Сам Григорий за эти десять месяцев потерял восемь килограмм. Он по-прежнему любил жену. Боялся ее потерять. Мечтал о возвращении прежней жизни, но это не мешало ему железной рукой вести свой бизнес, заниматься детьми, на которых он теперь сосредоточил всю свою любовь и внимание, заботиться о Рининых родителях, которые после случившегося сильно сдали, и даже съездить с детьми на море.
По нескольку раз в день он звонил в клинику, мечтая услышать хотя бы о малейшем улучшении состояния Рины. Но улучшения не наступало. И он все глубже и глубже погружался в пучины горя, внешне, впрочем, практически не меняясь. Лишь самые близкие люди – мать и старый, еще с первых институтских времен, лучший друг – знали о том, что его нервы уже тоже на пределе. И что больше всего Григорий боится, что безмятежное счастье, в котором он прожил десять лет, больше никогда не вернется. Боится и сходит с ума от страха и отчаяния.
Глава 11
На грани возможного
Очень советую: рассчитывайте только на себя. Но если предлагают помощь – принимайте.
История, рассказанная Инессой Перцевой, по большому счету, оставила Злату равнодушной. К совершенному на базе убийству она явно отношения не имела, любопытство по поводу случившейся у банкира Гриши семейной трагедии было удовлетворено, а до морального состояния самого Григория Чухлебова ей, в общем-то, не было никакого дела.
На обратном пути на базу она быстро пересказала фабулу Аржанову, опустив леденящие кровь детали, красочно расписанные Инной. Мужчинам все эти «страсти-мордасти» были совершенно неинтересны. Жизненный опыт Златы подсказывал ей это со всей очевидностью. Конечно, встретив в обеденном зале Гришу, она метнула на него острый взгляд, стараясь заметить признаки душевного волнения, но Чухлебов выглядел так же, как всегда.
– В поселок ездили? – спросил он без особого, впрочем, интереса на круглом, чуть сонном лице.
– Да, мне нужно было доктору показаться, – зачем-то выдала полуправду Злата. – Александр Федорович хотел убедиться, что вчерашний удар по голове никак не сказался на моем здоровье.
– Ну и как, не сказался? На здоровье и умственных возможностях? – В голосе обычно мрачного Гриши скользнули искорки веселья, и Злата уставилась на него, не веря своим ушам.
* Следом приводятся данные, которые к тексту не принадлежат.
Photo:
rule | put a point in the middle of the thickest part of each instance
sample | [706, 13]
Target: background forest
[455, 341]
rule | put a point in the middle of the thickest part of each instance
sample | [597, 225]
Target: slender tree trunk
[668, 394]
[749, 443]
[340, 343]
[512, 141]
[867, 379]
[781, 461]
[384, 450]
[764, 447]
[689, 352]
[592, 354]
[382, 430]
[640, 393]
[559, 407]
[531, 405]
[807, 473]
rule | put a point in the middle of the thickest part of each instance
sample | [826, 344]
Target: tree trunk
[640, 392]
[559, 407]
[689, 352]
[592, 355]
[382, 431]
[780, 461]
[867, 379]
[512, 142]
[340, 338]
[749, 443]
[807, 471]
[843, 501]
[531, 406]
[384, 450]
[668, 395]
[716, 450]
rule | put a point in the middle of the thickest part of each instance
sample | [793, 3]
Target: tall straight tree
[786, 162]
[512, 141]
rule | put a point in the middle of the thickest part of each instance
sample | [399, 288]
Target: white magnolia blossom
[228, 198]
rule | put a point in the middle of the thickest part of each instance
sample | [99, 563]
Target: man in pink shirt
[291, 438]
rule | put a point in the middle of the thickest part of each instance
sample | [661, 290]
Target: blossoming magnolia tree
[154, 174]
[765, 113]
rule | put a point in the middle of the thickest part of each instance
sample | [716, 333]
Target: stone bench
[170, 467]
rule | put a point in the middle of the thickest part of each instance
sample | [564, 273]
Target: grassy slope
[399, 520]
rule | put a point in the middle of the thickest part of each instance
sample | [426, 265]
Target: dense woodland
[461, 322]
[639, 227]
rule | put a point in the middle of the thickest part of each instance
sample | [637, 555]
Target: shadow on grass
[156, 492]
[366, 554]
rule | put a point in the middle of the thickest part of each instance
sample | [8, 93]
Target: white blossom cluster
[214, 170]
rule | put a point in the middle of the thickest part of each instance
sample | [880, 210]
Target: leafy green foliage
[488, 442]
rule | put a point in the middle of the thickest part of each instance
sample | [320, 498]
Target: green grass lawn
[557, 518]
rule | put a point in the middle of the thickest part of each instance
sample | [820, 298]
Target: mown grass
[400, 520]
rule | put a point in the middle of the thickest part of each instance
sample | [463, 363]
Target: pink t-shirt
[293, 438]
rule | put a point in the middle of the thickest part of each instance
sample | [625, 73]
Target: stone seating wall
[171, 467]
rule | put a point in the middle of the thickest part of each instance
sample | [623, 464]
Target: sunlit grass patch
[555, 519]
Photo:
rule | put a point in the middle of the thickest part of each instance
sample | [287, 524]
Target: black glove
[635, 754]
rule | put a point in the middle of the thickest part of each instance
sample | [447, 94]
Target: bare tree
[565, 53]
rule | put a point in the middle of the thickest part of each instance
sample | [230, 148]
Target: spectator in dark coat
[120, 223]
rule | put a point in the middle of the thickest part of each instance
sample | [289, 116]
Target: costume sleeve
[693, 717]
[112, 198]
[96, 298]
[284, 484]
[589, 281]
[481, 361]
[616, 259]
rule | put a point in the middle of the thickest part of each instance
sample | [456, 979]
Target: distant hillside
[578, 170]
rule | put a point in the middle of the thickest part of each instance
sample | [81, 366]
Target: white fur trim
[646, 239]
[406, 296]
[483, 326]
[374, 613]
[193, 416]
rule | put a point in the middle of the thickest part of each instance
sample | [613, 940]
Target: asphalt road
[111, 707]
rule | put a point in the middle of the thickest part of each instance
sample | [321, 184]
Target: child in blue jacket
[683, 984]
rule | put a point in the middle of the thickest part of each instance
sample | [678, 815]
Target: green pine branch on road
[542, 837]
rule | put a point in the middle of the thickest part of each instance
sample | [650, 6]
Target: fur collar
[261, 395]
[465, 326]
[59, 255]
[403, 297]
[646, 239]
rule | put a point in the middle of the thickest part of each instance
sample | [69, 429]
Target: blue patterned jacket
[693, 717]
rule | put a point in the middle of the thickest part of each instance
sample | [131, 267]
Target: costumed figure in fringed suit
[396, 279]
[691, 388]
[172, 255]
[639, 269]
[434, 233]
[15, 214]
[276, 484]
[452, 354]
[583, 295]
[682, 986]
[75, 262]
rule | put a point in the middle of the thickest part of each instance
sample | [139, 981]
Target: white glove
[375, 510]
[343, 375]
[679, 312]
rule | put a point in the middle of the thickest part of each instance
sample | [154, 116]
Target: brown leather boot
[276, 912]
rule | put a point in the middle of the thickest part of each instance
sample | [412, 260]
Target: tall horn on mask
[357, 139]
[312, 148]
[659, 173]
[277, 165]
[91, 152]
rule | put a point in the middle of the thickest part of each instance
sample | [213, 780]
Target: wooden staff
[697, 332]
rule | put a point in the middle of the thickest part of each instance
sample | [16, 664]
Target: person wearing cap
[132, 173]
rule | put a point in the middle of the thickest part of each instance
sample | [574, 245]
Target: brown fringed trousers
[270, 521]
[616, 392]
– Да вроде нет, – ответила она и, аккуратно обойдя Гришу, вошла в столовую. Обедали не полным составом. Зимний и Костромин отправились на охоту, ради которой они приехали на базу и которую разрешили только сегодня. Муромцев с Володей уже пообедали и работали в кабинете. Зычный бас депутата, диктующий что-то своему помощнику, был слышен даже через двое закрытых дверей. Парменов не вышел к обеду, сославшись на головную боль. А Светка с Завариным уже поели и отправились в лес за земляникой.
Отсутствие общества Злату вполне устраивало. Она быстро проглотила холодный борщ, удивительно вкусный и пахнущий свежестью, слопала целую тарелку картофельных драников с деревенской сметаной, запила все это великолепие домашним квасом и подумала, что жизнь решительно удалась. Кроме нее, в столовой были только Гриша и Аграфенин, которому Аржанов велел за ней присматривать, пока он ненадолго отлучится к егерям.
– Я спать хочу, – честно призналась Злата Антону, когда обед был закончен. – Я сегодня проснулась ни свет ни заря.
– Что, Сашка разбудил? – Антон засмеялся. – Он сам вскакивает с петухами и другим спать не дает.
Злате показалось, что у сидящего напротив Гриши даже уши зашевелились от любопытства. Она представила, как данная информация выглядит со стороны, и покраснела от смущения.
– Мы разговаривали, – поспешно сказала Злата. – И это не Саша виноват, я, наверное, от любопытства проснулась. Мне очень многое нужно было с ним обсудить. И вот сейчас спать хочется, просто спасу нет.